Create Reflection on Id column, filter where Id = x. Reflection won't work. WTF?

I can’t understand how Reflection works. At first, I thought it was just like Index, but no. I already read the Dremio doc about Reflection!

Below is an example.

Create a Raw Reflection on the ShipmentId column on hive_source.test_iceberg.factorderrawscspos_reflection table

I run a simple query like below

select

\*

from hive_source.test_iceberg.factorderrawscspos_reflection

where

1 = 1

and ShipmentId = 3851793

;

But the plan said that Reflection is not used because it does not cover the query! WTF??? It’s literaly in the Where clause!

As I understand, Dremio will save a list of ShipmentId with the pointer to the corresponding row in the original table.
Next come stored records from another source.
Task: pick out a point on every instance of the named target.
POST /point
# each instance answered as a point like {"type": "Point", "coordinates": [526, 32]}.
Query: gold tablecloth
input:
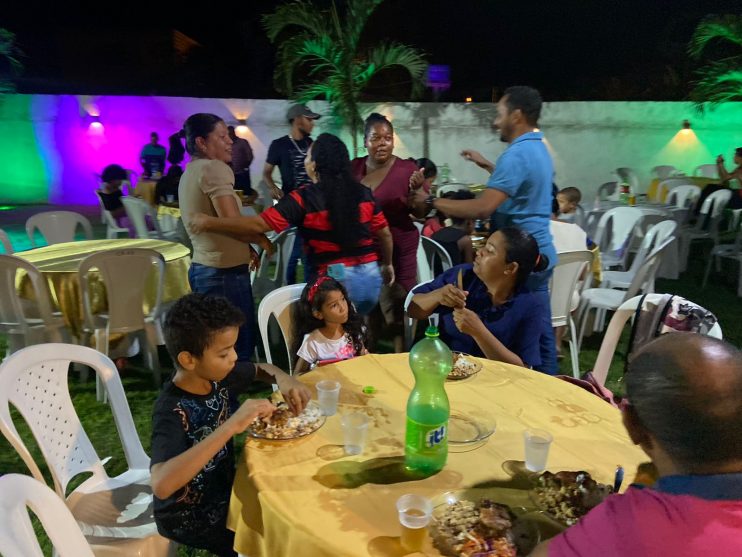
{"type": "Point", "coordinates": [305, 497]}
{"type": "Point", "coordinates": [697, 180]}
{"type": "Point", "coordinates": [146, 190]}
{"type": "Point", "coordinates": [59, 264]}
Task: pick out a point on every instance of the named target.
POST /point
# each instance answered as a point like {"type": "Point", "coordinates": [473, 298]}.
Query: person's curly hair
{"type": "Point", "coordinates": [305, 322]}
{"type": "Point", "coordinates": [192, 322]}
{"type": "Point", "coordinates": [342, 192]}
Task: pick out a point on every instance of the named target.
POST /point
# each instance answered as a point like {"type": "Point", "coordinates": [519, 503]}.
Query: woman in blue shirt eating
{"type": "Point", "coordinates": [484, 307]}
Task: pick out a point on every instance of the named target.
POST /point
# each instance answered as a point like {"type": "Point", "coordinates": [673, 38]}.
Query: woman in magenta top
{"type": "Point", "coordinates": [390, 179]}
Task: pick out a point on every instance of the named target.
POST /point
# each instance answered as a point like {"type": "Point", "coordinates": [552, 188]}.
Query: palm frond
{"type": "Point", "coordinates": [395, 54]}
{"type": "Point", "coordinates": [298, 13]}
{"type": "Point", "coordinates": [724, 28]}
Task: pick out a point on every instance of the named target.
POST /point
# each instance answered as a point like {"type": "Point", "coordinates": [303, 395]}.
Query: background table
{"type": "Point", "coordinates": [305, 497]}
{"type": "Point", "coordinates": [59, 264]}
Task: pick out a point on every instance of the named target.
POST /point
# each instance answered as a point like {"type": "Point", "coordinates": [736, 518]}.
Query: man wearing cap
{"type": "Point", "coordinates": [288, 153]}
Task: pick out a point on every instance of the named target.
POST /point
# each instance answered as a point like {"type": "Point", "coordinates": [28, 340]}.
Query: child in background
{"type": "Point", "coordinates": [327, 327]}
{"type": "Point", "coordinates": [568, 199]}
{"type": "Point", "coordinates": [195, 417]}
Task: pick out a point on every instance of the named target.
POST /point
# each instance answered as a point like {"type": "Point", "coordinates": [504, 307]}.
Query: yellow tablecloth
{"type": "Point", "coordinates": [305, 497]}
{"type": "Point", "coordinates": [59, 264]}
{"type": "Point", "coordinates": [146, 190]}
{"type": "Point", "coordinates": [697, 180]}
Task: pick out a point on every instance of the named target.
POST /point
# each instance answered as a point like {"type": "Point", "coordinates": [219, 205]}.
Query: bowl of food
{"type": "Point", "coordinates": [469, 525]}
{"type": "Point", "coordinates": [568, 496]}
{"type": "Point", "coordinates": [464, 366]}
{"type": "Point", "coordinates": [283, 424]}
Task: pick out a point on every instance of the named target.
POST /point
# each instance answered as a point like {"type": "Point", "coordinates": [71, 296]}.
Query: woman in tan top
{"type": "Point", "coordinates": [221, 264]}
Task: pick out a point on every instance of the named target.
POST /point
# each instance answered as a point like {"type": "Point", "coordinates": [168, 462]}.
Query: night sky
{"type": "Point", "coordinates": [570, 50]}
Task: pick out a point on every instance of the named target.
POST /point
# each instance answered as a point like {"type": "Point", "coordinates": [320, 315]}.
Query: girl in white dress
{"type": "Point", "coordinates": [327, 327]}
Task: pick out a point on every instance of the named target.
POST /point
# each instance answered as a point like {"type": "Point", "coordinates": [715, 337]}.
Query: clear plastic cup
{"type": "Point", "coordinates": [355, 427]}
{"type": "Point", "coordinates": [537, 443]}
{"type": "Point", "coordinates": [415, 512]}
{"type": "Point", "coordinates": [327, 395]}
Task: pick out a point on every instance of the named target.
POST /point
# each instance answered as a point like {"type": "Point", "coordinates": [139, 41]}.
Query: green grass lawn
{"type": "Point", "coordinates": [98, 422]}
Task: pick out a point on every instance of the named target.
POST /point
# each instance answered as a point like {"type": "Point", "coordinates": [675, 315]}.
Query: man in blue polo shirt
{"type": "Point", "coordinates": [518, 193]}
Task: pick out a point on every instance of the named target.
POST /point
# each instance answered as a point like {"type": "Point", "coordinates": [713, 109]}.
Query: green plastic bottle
{"type": "Point", "coordinates": [426, 436]}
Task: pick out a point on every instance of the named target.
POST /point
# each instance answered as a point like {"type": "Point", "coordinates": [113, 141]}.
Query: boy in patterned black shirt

ShipmentId will be saved as a Binary Tree data structure for fast searching. When I query for ShipmentId x, Dremio will search in the Tree for the value x, and the row that it points to, then return that row (like searching the Table of Contents in a book). So why does my query not use Reflection?

Please note that my table is very large (~ 1B of rows), the time is fast since it’s my 3rd query, my 1st query took 10s or something.

When you do a SELECT * you are selecting all the columns. However, your reflection has only one column ShipmentId.

To test if the reflection is picked up, change your query to:

SELECT ShipmentId
FROM   hive_source.test_iceberg.factorderrawscspos_reflection
WHERE  ShipmentId = 3851793;

Or, add the rest of the columns in the reflection (ideally, whichever columns you are actually interested in querying instead of SELECT *)

Yep, it works, but do I have to create a raw reflection on every column? I mean, I just want to optimize where the query is on 1 or 2 columns. Creating Raw Reflection on every columns is just like create an index on every column, which is not optimized.

If it’s the same as the Index, then why, in the case of “select * where” query, the index works in other SQL databases (mysql, sql server, postgresql,…), but reflection won’t work in Dremio case with the same query?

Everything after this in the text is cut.